Las principales bolsas de Asia enfrentaron una jornada de significativas caídas este jueves, impulsadas por un notable incremento en los precios del petróleo. Este repunte es resultado de los recientes ataques a la infraestructura energética en Oriente Medio, donde Irán ha amenazado con continuar sus acciones en respuesta a agresiones a sus instalaciones. En este escenario, índices bursátiles de importantes mercados como Seúl y Tokio reportaron descensos superiores al 3%.

El impacto del conflicto en la región ha sido contundente. El barril de petróleo Brent para entrega en mayo experimentó un aumento cercano al 5%, alcanzando casi los 113 dólares, lo que ha generado temores sobre el efecto que esto puede tener en la economía global. El encarecimiento del crudo tiende a afectar a diversos sectores, especialmente aquellos vinculados al transporte y la industria, lo que a su vez repercute en la confianza de los inversores, llevando a una revalorización de activos en la búsqueda de refugio ante la incertidumbre.

En la apertura de la jornada, el índice Kospi de la Bolsa de Seúl se vio afectado de inmediato, con una caída cercana al 3%. En los primeros minutos de negociación, el índice descendió 161,87 puntos, estableciéndose en 5.763,16 unidades. Esta caída se produce tras un cierre positivo en la sesión anterior, donde el Kospi había aumentado un 5,04%. La volatilidad en este mercado resalta la sensibilidad de los inversores a las fluctuaciones en los precios de las materias primas y los riesgos geopolíticos.

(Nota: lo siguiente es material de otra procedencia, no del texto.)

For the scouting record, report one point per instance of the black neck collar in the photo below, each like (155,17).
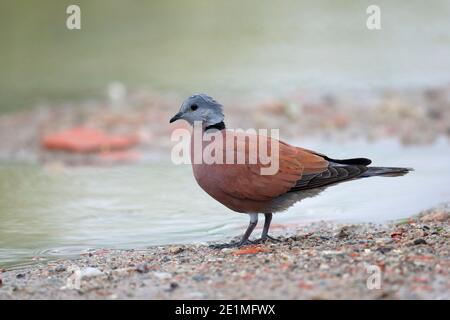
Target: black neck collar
(218,126)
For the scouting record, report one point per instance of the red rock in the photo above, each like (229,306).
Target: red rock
(119,156)
(250,250)
(85,140)
(435,216)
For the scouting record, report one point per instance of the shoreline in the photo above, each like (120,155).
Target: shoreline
(409,259)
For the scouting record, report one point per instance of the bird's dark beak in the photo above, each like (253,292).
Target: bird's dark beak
(176,117)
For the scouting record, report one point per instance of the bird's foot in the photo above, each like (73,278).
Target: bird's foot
(266,239)
(237,244)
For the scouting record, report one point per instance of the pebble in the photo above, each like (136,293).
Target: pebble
(199,277)
(142,268)
(176,250)
(60,268)
(419,241)
(162,275)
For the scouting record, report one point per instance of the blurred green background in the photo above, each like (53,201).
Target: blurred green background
(237,47)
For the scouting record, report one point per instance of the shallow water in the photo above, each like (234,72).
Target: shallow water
(48,212)
(238,47)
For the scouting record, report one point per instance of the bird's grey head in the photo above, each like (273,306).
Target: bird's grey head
(200,107)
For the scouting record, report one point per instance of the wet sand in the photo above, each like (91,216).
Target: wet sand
(402,260)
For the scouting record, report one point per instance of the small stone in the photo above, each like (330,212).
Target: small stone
(176,250)
(384,250)
(172,286)
(435,216)
(162,275)
(199,277)
(142,268)
(419,241)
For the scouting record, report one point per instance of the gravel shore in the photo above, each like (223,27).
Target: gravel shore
(402,260)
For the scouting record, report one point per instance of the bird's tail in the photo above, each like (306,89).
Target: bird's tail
(385,171)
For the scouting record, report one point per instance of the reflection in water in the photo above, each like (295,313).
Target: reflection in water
(48,212)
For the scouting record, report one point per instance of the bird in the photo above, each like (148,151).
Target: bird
(241,187)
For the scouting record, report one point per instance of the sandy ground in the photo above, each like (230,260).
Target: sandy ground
(403,260)
(411,116)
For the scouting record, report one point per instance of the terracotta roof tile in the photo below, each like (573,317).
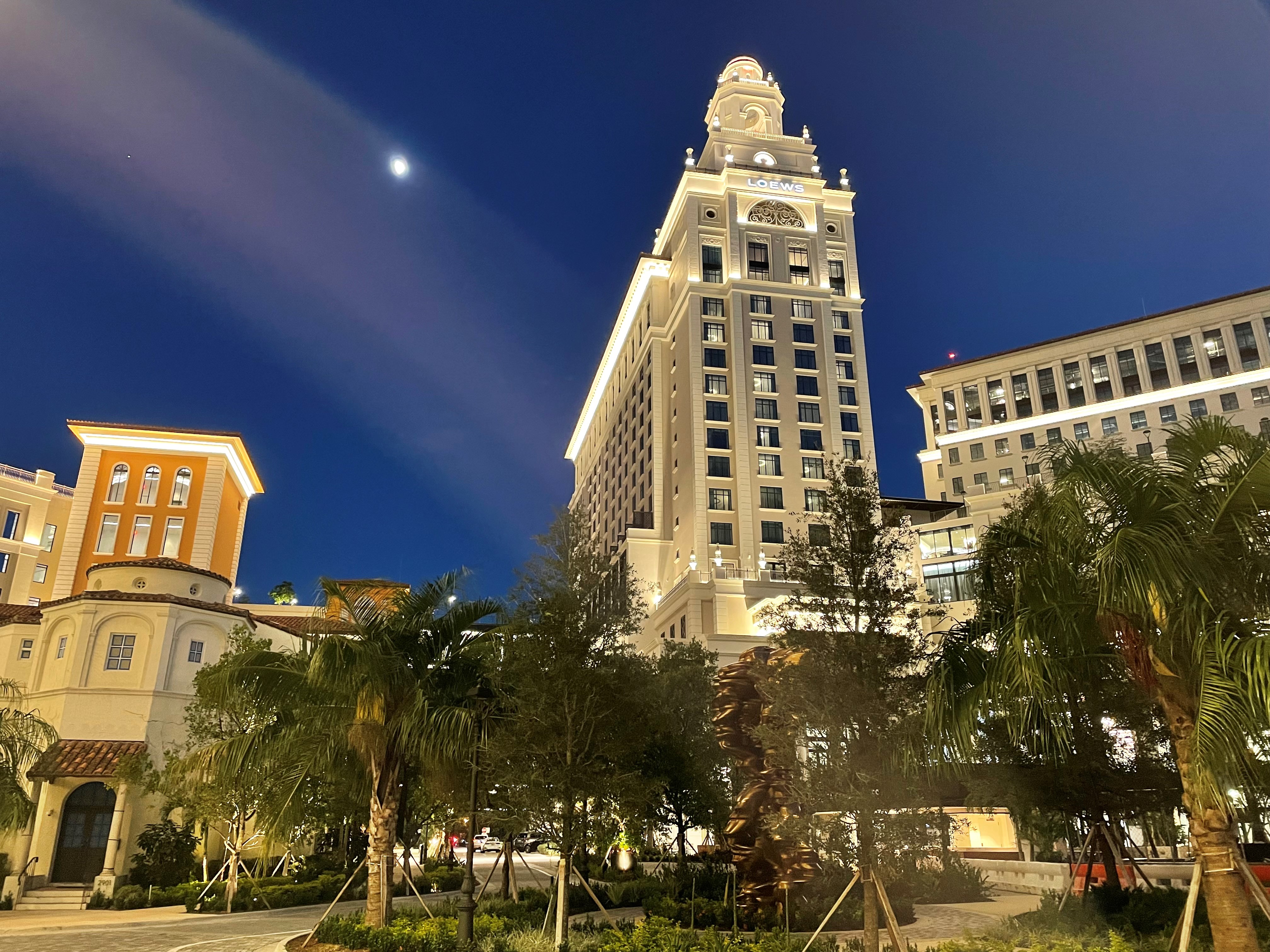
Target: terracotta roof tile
(83,758)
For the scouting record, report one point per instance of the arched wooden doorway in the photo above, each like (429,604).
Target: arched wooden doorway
(83,835)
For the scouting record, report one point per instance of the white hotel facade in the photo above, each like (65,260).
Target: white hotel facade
(735,369)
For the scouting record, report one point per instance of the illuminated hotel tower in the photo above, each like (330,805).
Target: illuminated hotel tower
(736,367)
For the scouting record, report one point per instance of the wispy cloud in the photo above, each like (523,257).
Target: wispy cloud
(408,298)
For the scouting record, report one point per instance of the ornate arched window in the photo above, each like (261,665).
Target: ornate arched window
(118,484)
(149,487)
(181,487)
(771,212)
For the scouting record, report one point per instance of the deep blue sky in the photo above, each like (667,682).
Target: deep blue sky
(199,228)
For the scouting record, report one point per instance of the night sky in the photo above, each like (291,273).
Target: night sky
(199,226)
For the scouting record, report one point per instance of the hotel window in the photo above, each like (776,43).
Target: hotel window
(149,487)
(998,402)
(950,582)
(721,534)
(172,537)
(181,487)
(1156,366)
(107,534)
(759,266)
(813,468)
(1075,384)
(971,402)
(801,271)
(838,279)
(1023,395)
(961,540)
(118,484)
(140,536)
(1128,367)
(1047,389)
(771,498)
(1101,376)
(1246,344)
(118,657)
(1215,346)
(1187,365)
(721,499)
(712,264)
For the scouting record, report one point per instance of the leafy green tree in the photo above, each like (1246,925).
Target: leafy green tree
(386,690)
(845,697)
(684,762)
(573,694)
(1166,564)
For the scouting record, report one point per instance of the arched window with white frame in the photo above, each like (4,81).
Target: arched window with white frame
(118,484)
(149,487)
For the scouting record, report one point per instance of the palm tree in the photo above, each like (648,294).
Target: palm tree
(389,685)
(1158,570)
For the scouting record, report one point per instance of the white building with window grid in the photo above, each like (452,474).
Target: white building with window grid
(735,369)
(987,417)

Los valores de la industria tecnológica, en particular, no se salvaron de las pérdidas. Samsung Electronics, uno de los principales referentes del sector en Corea del Sur, sufrió una baja de casi 4% en su cotización. Por su parte, SK Hynix, competidor directo de Samsung en el ámbito de los semiconductores, también reportó un descenso de aproximadamente 4,5%. Estos movimientos reflejan un clima de inquietud en el sector, que ya estaba lidiando con problemas de suministro y demanda.

En Japón, el índice Nikkei experimentó un desplome del 3,38%, cayendo 1.866,87 puntos hasta los 53.372,53. Esta baja se produce tras un cierre anterior donde el índice había logrado un repunte cercano al 3%. La tendencia negativa también se observó en el índice Topix, que incluye a las empresas de mayor capitalización, con un descenso del 2,91%. Estos datos evidencian una correlación directa entre la tensión geopolítica y la respuesta de los mercados en la región.

En China, las bolsas no se quedaron atrás, con el índice de referencia de Shanghái registrando una caída del 0,95% y el de Shenzhen un 1,11%. Hong Kong también vio descensos, con el índice Hang Seng retrocediendo un 1,64%. En esta jornada, las acciones de los sectores inmobiliario y comercial fueron las más golpeadas, reflejando una preocupación generalizada sobre el crecimiento económico en medio de un contexto de incertidumbre global.

En el Sudeste Asiático, la tendencia bajista continuó, con el principal índice de Manila mostrando una disminución del 1,61%. Otros mercados, como el de Singapur y Bangkok, también reportaron caídas, aunque en menor medida. Sin embargo, hay excepciones, como el JCI de Yakarta y el KLCI de Kuala Lumpur, que lograron mantenerse en números positivos. Esta disparidad en el rendimiento de los mercados resalta la complejidad del panorama económico en la región y la necesidad de monitorear de cerca los acontecimientos en Oriente Medio, que continúan impactando la dinámica bursátil global.